Why Are You Great? Tell Them Or They Won’t Know

Posted on Thursday 26 July 2012

You know what makes your business and products unique, but does your target audience? Not only is it essential to have a clear grasp of what makes your company standout, but you need to get that message to your target as well. Think of it this way: if you don’t tell them, they won’t know.

This point is illustrated perfectly in an upscale North Shore restaurant. Although well loved by locals and critically acclaimed, it does little to publicize that it is also an environmentally conscious establishment. The chef buys from local, sustainable, and organic farms, which helps to support Illinois farmers–another benefit. However, buying fresh, organic ingredients is “naturally” more expensive than mass produced products from foodservice distributors and because of this, the restaurant’s menu prices are higher than average. But, as explained, this isn’t your run-of-the-mill eatery. Consumers get this. They are realizing the value behind sustainability and “going green.” So, not only could the restaurant justify its prices, but it could also attract a greater customer base if it made more of an effort to promote its wholesome relationship with the environment.
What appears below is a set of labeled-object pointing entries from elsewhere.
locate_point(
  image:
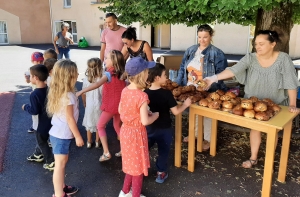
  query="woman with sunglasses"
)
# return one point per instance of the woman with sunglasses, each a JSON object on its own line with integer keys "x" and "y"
{"x": 267, "y": 73}
{"x": 62, "y": 40}
{"x": 200, "y": 61}
{"x": 135, "y": 48}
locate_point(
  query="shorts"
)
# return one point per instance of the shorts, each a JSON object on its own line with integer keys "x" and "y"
{"x": 60, "y": 146}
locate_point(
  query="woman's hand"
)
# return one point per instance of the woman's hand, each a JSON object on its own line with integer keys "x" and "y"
{"x": 210, "y": 80}
{"x": 78, "y": 93}
{"x": 293, "y": 109}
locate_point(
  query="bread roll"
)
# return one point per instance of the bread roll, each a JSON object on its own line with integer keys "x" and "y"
{"x": 247, "y": 104}
{"x": 203, "y": 102}
{"x": 249, "y": 113}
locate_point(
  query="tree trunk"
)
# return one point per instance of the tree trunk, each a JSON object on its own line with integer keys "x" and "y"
{"x": 278, "y": 19}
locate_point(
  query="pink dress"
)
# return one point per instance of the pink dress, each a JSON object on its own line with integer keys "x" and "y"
{"x": 133, "y": 135}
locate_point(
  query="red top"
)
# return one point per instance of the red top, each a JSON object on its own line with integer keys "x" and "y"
{"x": 112, "y": 93}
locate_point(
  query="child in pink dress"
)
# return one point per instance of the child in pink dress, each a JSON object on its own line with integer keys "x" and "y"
{"x": 133, "y": 109}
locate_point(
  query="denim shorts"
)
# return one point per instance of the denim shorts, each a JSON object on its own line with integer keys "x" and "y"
{"x": 60, "y": 146}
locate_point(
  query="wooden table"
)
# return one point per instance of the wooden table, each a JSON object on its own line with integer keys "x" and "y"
{"x": 282, "y": 120}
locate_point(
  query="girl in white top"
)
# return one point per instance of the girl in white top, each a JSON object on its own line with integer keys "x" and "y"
{"x": 63, "y": 106}
{"x": 92, "y": 100}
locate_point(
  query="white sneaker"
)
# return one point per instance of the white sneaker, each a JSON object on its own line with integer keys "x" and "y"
{"x": 122, "y": 194}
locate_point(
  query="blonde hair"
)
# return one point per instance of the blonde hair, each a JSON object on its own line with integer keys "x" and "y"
{"x": 139, "y": 79}
{"x": 94, "y": 69}
{"x": 118, "y": 62}
{"x": 64, "y": 77}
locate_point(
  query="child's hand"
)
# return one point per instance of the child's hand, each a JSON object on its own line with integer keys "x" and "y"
{"x": 187, "y": 102}
{"x": 79, "y": 141}
{"x": 293, "y": 109}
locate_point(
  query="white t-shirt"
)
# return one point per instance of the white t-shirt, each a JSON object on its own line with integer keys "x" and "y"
{"x": 60, "y": 127}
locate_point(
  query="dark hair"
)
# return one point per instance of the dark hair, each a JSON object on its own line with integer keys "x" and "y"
{"x": 118, "y": 62}
{"x": 49, "y": 63}
{"x": 50, "y": 53}
{"x": 130, "y": 33}
{"x": 206, "y": 28}
{"x": 272, "y": 36}
{"x": 64, "y": 24}
{"x": 111, "y": 15}
{"x": 157, "y": 70}
{"x": 40, "y": 71}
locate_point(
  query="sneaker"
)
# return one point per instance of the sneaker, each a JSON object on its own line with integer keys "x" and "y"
{"x": 161, "y": 177}
{"x": 69, "y": 190}
{"x": 49, "y": 166}
{"x": 31, "y": 130}
{"x": 37, "y": 158}
{"x": 89, "y": 145}
{"x": 130, "y": 192}
{"x": 49, "y": 144}
{"x": 122, "y": 194}
{"x": 65, "y": 195}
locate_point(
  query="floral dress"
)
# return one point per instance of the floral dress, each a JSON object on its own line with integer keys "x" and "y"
{"x": 133, "y": 135}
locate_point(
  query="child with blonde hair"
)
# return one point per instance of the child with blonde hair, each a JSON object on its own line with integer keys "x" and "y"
{"x": 135, "y": 116}
{"x": 112, "y": 88}
{"x": 63, "y": 107}
{"x": 92, "y": 100}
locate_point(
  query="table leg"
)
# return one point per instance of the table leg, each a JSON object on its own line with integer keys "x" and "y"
{"x": 213, "y": 137}
{"x": 269, "y": 162}
{"x": 200, "y": 133}
{"x": 178, "y": 137}
{"x": 284, "y": 152}
{"x": 191, "y": 146}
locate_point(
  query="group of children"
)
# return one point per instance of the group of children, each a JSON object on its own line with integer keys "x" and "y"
{"x": 141, "y": 117}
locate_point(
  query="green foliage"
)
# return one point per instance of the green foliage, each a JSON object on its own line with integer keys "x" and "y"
{"x": 193, "y": 12}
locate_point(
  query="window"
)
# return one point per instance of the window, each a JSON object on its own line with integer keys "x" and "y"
{"x": 3, "y": 33}
{"x": 72, "y": 30}
{"x": 67, "y": 3}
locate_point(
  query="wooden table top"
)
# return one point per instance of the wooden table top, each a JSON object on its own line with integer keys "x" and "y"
{"x": 278, "y": 121}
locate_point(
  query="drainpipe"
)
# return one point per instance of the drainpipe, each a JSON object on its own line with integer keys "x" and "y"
{"x": 51, "y": 21}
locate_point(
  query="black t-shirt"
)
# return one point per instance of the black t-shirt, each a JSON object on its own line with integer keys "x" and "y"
{"x": 37, "y": 106}
{"x": 161, "y": 101}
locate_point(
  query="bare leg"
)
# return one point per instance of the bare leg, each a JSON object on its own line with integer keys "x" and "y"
{"x": 255, "y": 140}
{"x": 59, "y": 174}
{"x": 89, "y": 136}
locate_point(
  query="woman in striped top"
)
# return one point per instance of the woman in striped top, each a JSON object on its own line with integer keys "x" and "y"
{"x": 267, "y": 73}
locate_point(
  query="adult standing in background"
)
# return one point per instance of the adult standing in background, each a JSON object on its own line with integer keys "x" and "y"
{"x": 111, "y": 36}
{"x": 63, "y": 39}
{"x": 135, "y": 48}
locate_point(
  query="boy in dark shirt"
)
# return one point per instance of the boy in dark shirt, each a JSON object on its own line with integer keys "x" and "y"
{"x": 161, "y": 131}
{"x": 37, "y": 106}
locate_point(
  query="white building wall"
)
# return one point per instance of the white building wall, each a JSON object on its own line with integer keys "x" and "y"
{"x": 13, "y": 27}
{"x": 182, "y": 37}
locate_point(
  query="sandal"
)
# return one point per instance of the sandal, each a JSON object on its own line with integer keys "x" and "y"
{"x": 119, "y": 154}
{"x": 105, "y": 157}
{"x": 249, "y": 163}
If you have an awesome product that fits into exactly what people are looking for (and presumably you do, because why else would you be in business?), you have to tell people this because they won’t figure it out on their own. In fact, just the other day a chef was telling me a story about a restaurant he had worked at. The food, according to the chef, was delicious. The restaurant’s location was off the beaten path so initial turnout was understandably low. The chef told the owner “We need to do some marketing.” The owner said, “Marketing is overrated.” The chef figured, “Well, here’s a guy that doesn’t believe in his product” and left to start his own business. That business, now six years old, relies heavily on promotion, product development, and price points (ahem, marketing), and is growing exponentially as this chef-turned-entrepreneur builds new stores across the U.S. The restaurant? It closed three months later.